Our culture is in the hands of people who hate it

Jun 23, 2024 by

by Madeleine Grant, Telegraph:

It’s easier to ‘queer’ the Bronte sisters than actually engage with their ideas and their hinterland.

Another day, another example of our cultural heritage in the hands of people who hate it; or at least can’t bring themselves to love it as it is. The Bronte Parsonage Museum in Haworth, the childhood home and centre of study and interest in the Bronte sisters, has produced various baffling LGBT-themed resources as part of its series “Pride at the Parsonage: The Brontes and Gender Identity”.

I should be clear; I am not against gay historical figures having that side of their personalities and contributions explored. You can imagine it being quite a big deal, say, for the estate of Oscar Wilde. But trying to shoehorn 21st-century concepts of the “queer” into the lives and works of three vicar’s daughters from the mid-19th century, isn’t just deranged but faintly insulting.

One justification for this fantasy alternate universe appears to be that the Brontes used male pseudonyms to publish their work. Yet they adopted these not for fun, or to achieve the “queering” of gender boundaries, but out of cold necessity. (In Charlotte Bronte’s case, nothing screams “gender-queer” like being forced to publish under a man’s name, before dying from complications in the early stages of pregnancy.)

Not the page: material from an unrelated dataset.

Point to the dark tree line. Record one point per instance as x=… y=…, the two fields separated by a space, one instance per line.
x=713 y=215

To most people, claiming something that was the product of repression as a choice made as part of some greater struggle sounds tangibly insane. However, it gives an insight into the mindset of many custodians of our cultural treasures. Theirs is a moral world where it is impossible to say that something is “good” for its own sake, because that would imply the existence of categories of objective “goodness”, or, shock horror, a morality different to their own. Instead, culture must always be repurposed to fit the prevailing ideology.